All this is happening at a time when India’s domestic concerns have involved Bangladeshi immigrants. The problem of influx is not new but in recent years, the internal debate over illegal influx has intensified. With the revision of the National Register of Citizens (NRC) in Assam, and the passing of the Citizenship Amendment Act (CAA), Bangladesh has been on the receiving end.
The fear is that most of those who will finally be declared non-citizens in Assam will be Bengali Muslims. What will happen to these people is another concern. Will Bangladesh be asked to take them back? The so-called immigrants have no papers to prove their citizenship, either Indian or Bangladeshi. In these circumstances, what will happen to them remains a mystery. If they are to be put in detentions camps, many will try to slip out and cross the border into Bangladesh. Dhaka will have a major problem at hand.

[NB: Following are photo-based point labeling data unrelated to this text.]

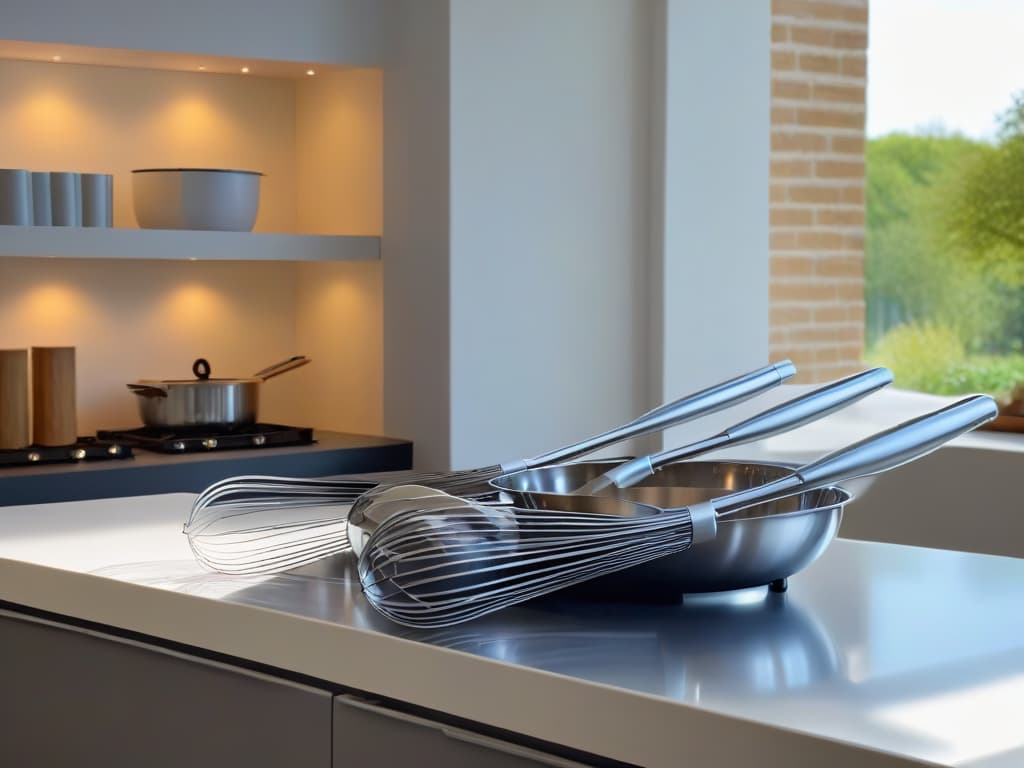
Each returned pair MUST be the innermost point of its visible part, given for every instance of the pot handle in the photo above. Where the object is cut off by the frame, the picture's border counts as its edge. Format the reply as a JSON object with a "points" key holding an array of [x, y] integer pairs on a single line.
{"points": [[283, 368], [147, 390]]}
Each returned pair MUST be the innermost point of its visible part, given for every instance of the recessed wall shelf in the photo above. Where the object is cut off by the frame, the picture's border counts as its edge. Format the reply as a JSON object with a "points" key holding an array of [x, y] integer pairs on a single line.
{"points": [[109, 243]]}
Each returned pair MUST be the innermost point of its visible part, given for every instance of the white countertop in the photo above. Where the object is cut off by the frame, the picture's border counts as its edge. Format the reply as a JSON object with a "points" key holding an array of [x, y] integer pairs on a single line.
{"points": [[878, 654]]}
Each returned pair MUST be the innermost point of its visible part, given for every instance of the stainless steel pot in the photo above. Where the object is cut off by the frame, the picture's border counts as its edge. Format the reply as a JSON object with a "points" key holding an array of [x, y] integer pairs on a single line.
{"points": [[203, 400], [762, 545]]}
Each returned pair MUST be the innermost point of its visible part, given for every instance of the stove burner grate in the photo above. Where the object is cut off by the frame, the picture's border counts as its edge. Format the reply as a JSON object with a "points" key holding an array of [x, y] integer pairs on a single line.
{"points": [[194, 439], [86, 449]]}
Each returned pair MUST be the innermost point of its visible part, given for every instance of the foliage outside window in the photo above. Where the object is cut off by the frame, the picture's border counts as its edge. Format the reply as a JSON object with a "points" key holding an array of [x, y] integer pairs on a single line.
{"points": [[944, 272]]}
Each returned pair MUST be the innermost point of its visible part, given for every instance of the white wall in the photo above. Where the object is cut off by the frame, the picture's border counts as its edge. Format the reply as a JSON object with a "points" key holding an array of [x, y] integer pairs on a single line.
{"points": [[712, 311], [549, 222], [329, 31], [604, 170], [415, 245]]}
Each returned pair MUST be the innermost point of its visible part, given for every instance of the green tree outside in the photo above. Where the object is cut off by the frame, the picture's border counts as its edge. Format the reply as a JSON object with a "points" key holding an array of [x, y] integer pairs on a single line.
{"points": [[944, 267]]}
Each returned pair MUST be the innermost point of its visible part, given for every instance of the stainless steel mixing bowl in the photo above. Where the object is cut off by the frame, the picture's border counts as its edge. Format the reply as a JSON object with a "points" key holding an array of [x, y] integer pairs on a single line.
{"points": [[762, 545]]}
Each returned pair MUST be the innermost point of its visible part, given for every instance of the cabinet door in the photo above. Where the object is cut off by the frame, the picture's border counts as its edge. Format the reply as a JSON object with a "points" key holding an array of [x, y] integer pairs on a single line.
{"points": [[367, 735], [75, 697]]}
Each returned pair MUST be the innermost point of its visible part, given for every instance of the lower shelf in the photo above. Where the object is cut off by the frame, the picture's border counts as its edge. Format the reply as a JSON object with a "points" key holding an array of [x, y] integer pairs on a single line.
{"points": [[111, 243], [334, 453]]}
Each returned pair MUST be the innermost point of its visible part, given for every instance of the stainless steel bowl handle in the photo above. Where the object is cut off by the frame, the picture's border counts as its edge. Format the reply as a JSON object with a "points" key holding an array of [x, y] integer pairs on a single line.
{"points": [[879, 453], [790, 415], [706, 401]]}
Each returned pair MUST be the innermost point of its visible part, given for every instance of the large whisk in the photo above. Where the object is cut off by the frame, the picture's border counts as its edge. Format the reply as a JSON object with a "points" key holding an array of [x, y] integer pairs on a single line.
{"points": [[434, 565], [257, 524]]}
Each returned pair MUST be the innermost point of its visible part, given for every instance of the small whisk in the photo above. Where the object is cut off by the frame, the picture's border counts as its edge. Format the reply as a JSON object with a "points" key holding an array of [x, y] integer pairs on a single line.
{"points": [[439, 566]]}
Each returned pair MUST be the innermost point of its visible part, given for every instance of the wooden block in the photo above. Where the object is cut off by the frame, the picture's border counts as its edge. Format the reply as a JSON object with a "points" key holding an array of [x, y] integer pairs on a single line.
{"points": [[53, 408]]}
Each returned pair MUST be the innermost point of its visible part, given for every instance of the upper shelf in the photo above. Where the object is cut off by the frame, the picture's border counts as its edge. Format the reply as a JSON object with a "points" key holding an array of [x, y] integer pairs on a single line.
{"points": [[109, 243]]}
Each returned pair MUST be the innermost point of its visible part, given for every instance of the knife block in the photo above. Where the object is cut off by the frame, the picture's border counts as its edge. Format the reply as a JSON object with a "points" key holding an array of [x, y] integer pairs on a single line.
{"points": [[53, 408], [14, 398]]}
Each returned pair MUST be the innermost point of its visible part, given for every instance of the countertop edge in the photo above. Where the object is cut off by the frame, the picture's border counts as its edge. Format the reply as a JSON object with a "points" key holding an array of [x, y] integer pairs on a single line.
{"points": [[591, 714]]}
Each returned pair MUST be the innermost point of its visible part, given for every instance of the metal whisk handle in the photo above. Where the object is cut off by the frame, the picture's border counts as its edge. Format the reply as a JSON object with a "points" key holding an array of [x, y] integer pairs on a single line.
{"points": [[881, 452], [706, 401]]}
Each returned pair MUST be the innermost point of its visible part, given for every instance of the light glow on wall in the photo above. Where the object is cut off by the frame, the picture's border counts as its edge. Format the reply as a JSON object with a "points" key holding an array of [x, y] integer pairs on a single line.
{"points": [[49, 309], [190, 308]]}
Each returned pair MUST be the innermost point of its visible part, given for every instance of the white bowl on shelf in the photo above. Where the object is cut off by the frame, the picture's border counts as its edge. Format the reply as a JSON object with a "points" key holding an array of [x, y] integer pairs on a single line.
{"points": [[196, 199]]}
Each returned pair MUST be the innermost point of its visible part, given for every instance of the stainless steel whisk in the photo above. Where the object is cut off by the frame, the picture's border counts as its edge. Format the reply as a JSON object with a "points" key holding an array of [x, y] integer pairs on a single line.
{"points": [[257, 524], [435, 565]]}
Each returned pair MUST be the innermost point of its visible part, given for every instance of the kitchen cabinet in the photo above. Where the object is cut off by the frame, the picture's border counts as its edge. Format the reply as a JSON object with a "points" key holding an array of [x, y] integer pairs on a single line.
{"points": [[368, 734], [74, 696]]}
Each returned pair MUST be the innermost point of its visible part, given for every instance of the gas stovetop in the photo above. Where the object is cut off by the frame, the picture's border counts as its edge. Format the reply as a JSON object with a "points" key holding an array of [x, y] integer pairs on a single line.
{"points": [[86, 449], [195, 439]]}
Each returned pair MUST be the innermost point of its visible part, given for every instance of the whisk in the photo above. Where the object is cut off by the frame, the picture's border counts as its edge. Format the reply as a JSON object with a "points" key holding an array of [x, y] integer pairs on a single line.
{"points": [[259, 524], [429, 565]]}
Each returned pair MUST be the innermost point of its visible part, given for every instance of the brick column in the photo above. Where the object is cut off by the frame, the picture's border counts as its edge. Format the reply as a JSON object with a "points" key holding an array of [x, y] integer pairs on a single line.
{"points": [[818, 65]]}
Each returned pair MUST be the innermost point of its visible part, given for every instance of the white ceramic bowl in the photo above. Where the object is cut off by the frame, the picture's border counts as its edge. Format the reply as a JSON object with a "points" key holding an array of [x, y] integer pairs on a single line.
{"points": [[196, 199]]}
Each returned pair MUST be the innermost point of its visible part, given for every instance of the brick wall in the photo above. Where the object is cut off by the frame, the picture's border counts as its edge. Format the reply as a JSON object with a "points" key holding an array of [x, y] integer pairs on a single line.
{"points": [[818, 61]]}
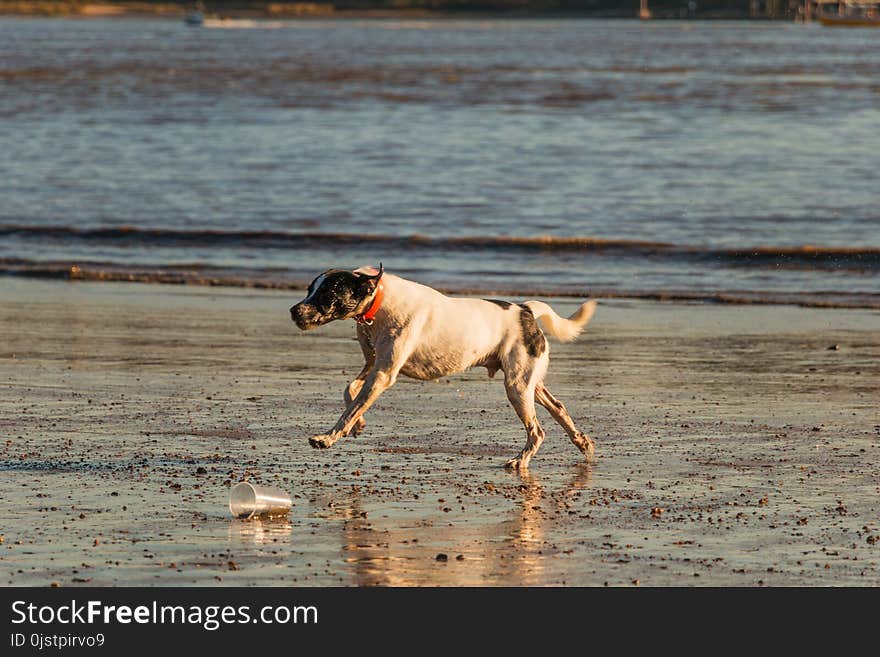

Moreover, the CAA gives citizenship to all Hindus, Sikhs, Christians and Paris living in Afghanistan, Pakistan and Bangladesh. They will be accepted as Indian citizens as it is assumed that they face religious persecution in these countries. This is the first time in India that citizenship is being given on the basis of religion. Dhaka is naturally angry when fingers are pointed at it for the assumption that minority Hindus are being ill-treated. The Awami League is proud of its credentials as a moderate Islamic party, where Bengali culture goes hand in hand with religion.
Bangladesh has so far never formally protested against India’s constant barrage of allegations against immigrants, but there is a limit to how much longer this can continue. The West Bengal Assembly elections next year will once again bring matters to a head, which can potentially cause a rift.